Take the basic practicalities as an example of what he means by that. In a country which has 73 regional dialects, how are you going to provide a universal training package?
When the majority of the population live in remote villages, how would someone get health care if they had a ruptured appendix, or if they had broken their leg, or had an obstructed child birth, at night – how would you get them to a hospital which is two hours away, at night along a road which has no lighting.
It’s easy to see that sensible solutions to health care provision must be seen in this harsh context.
Such has been the success of the project, 900 health care workers have been trained since 2015, that the Army is keen to explore the benefits for the UK Armed Forces. Last year Chris took six students from the Defence School of Health, one from the navy, the rest Army, to Zambia as part of their training.
Benefits for training UK Armed Forces nurses
Not only do they get to see the treatment of diseases such as TB and malaria, which while rare in the UK, in their careers they will have to know about, but perhaps more importantly the pressures of practicing in a resource limited environment. Major Carter said:
We watched a Dr performing a procedure and I talk the students through it. I tell them to watch how he and the nurses were working – only opening equipment when they needed it, so they don’t waste anything – because it’s too precious.
I challenge them… imagine you are on board a ship, or in the field. You’re not going to have an infinite supply of gloves, oxygen, swabs… when you’ve got 10 patients on a ward, and there’s only three of you, there’s no agency you can call, no extra staff, it’s just you.
Thinking differently
Chris uses the experience to get the students thinking in a different way. A way which might just make a difference when on the battlefield. He said:
I get them to think about what they would do in that situation. Which is your sickest patient at the moment? Why do you think that?

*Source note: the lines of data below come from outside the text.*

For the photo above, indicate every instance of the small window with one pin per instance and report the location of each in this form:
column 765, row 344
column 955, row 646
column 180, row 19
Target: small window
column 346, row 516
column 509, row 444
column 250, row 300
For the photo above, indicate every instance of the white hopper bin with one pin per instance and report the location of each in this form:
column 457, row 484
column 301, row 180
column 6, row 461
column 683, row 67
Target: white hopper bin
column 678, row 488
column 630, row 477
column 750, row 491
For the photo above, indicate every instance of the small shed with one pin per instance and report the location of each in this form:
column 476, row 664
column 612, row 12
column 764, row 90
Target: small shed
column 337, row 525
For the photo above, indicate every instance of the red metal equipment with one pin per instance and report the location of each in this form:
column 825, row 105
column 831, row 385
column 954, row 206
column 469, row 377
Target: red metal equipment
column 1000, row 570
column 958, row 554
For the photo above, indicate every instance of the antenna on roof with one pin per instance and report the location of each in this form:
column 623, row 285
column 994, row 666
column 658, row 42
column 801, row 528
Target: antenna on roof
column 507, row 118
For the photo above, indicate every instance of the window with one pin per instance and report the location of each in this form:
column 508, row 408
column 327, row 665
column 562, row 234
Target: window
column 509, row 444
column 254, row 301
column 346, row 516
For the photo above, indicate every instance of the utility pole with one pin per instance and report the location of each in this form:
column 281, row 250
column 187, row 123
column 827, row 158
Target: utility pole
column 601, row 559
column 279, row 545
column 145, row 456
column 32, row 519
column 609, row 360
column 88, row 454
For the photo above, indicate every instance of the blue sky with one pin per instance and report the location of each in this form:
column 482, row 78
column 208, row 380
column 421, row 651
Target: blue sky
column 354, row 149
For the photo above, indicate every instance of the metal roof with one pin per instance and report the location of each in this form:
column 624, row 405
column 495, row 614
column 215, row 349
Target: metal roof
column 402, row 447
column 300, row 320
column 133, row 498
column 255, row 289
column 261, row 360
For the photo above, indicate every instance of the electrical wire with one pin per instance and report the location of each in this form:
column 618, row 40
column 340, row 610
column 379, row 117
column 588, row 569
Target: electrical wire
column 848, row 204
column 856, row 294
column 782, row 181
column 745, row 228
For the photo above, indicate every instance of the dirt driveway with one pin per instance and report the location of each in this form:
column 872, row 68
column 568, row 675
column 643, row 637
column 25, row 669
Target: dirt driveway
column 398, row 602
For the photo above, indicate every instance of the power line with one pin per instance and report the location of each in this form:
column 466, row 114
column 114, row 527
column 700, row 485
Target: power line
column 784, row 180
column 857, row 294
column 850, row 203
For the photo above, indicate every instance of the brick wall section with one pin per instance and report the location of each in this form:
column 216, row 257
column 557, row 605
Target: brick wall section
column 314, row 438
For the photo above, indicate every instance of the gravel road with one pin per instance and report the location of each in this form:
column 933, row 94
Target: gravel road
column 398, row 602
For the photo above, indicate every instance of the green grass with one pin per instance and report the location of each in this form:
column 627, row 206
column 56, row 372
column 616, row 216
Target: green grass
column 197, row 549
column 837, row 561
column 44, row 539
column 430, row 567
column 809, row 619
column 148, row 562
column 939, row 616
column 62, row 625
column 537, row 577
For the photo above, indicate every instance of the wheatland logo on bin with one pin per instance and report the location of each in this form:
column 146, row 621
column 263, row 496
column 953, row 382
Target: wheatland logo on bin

I get them to think through some of the clinical decisions they would never face in the NHS. ‘You’ve only got 10 ventilators, but you’ve got 11 patients who need it – what are you going to do?’
Keeping calm and carrying on
It’s hard to imagine how someone as busy as Chris has managed to cope with it all. He says that lots of coffee helps, and he also points out the importance of protecting whatever little spare time you have, and using it wisely. He said:
I’m a swimmer, I like to get in the pool and just go up and down and get things into perspective.
It’s important to look at your successes. I’ve said this to people in Zambia when they get dispirited, and say ‘It never changes here’ I say, ‘look how far you’ve come in such a short time.’
This is another strength that he attributes to his time in the Army. He said:
What the Army gives you is the ability to be realistic in what you can do. Focus on the basics and do them well. That gives you a reality check. In our project it’s been about knowing what the Zambians want, how they want it delivered and on their timescales. My Army career has given me that grounding.
So, the decision he took a decade ago, to change the nature of his uniform from scrubs to camouflage pattern turned out to be the right one. Not just for Major Chris Carter, but for the people of Zambia too.